Deutschland

Deutliche Steuersenkung auf Benzin und Diesel am 1. Juni

Wegen der ab Juni geplanten Steuersenkung für Benzin und Diesel sorgt sich die Tankstellenbranche um mögliche Engpässe. Die Tankstellen erwarten einen Ansturm.
20.05.2022 10:46
Lesezeit: 2 min

Vor den ab Juni geplanten Steuerentlastungen für Benzin und Diesel sorgt sich die Tankstellenbranche um mögliche Engpässe - und Verbraucherschützer schauen genau auf die Entwicklung der Preise. Mit Blick auf die Steuersenkung am 1. Juni warnte der Vorsitzende des Bundesverbandes Freier Tankstellen, Duraid El Obeid, in der "Rheinischen Post" (Freitag): "Eine hohe Nachfrage der Autofahrer wird auf ein niedriges Angebot stoßen."
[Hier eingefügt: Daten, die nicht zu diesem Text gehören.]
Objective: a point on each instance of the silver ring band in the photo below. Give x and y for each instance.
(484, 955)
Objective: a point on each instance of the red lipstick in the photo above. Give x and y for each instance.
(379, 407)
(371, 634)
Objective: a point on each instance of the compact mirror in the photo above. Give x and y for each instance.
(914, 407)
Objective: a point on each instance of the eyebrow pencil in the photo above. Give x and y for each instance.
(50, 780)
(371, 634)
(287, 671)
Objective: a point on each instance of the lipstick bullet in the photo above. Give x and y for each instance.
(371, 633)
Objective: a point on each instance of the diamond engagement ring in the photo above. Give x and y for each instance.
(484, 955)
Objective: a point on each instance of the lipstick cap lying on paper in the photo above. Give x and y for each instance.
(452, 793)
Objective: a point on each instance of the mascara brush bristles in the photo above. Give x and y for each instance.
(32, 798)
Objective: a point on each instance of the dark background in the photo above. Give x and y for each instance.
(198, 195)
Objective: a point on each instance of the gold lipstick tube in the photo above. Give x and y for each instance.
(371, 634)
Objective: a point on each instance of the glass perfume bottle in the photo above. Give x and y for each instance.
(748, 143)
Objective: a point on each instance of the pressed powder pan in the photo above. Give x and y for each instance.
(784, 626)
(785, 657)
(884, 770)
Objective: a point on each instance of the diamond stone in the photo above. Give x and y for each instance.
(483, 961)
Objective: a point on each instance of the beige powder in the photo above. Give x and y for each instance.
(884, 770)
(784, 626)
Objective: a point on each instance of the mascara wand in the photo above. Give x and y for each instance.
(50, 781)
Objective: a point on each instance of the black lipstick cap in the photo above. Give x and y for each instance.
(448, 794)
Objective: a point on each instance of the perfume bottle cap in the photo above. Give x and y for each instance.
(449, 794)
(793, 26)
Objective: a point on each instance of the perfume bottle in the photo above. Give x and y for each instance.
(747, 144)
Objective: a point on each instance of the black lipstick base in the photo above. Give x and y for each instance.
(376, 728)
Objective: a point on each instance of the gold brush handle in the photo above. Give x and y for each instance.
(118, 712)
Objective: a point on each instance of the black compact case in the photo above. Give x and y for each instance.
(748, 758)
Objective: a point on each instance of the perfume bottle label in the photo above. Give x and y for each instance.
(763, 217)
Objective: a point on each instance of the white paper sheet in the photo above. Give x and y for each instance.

Von Anfang Juni bis Ende August soll Tanken billiger werden durch eine Senkung der Energiesteuer auf Kraftstoffe. Der Steuersatz für Benzin soll so um fast 30 Cent sinken, für Diesel um gut 14 Cent. Dabei geht die Steuerbelastung sogar noch weiter zurück - denn auf den entfallenen Teil der Energiesteuer wird auch keine Mehrwertsteuer mehr fällig. Wie das Bundesfinanzministerium bestätigte, liegt die steuerliche Entlastung insgesamt also bei 35,2 Cent pro Liter Benzin und 16,7 Euro pro Liter Diesel. Nach Zustimmung des Bundestags sollte sich am Freitag auch der Bundesrat mit den Koalitionsplänen befassen.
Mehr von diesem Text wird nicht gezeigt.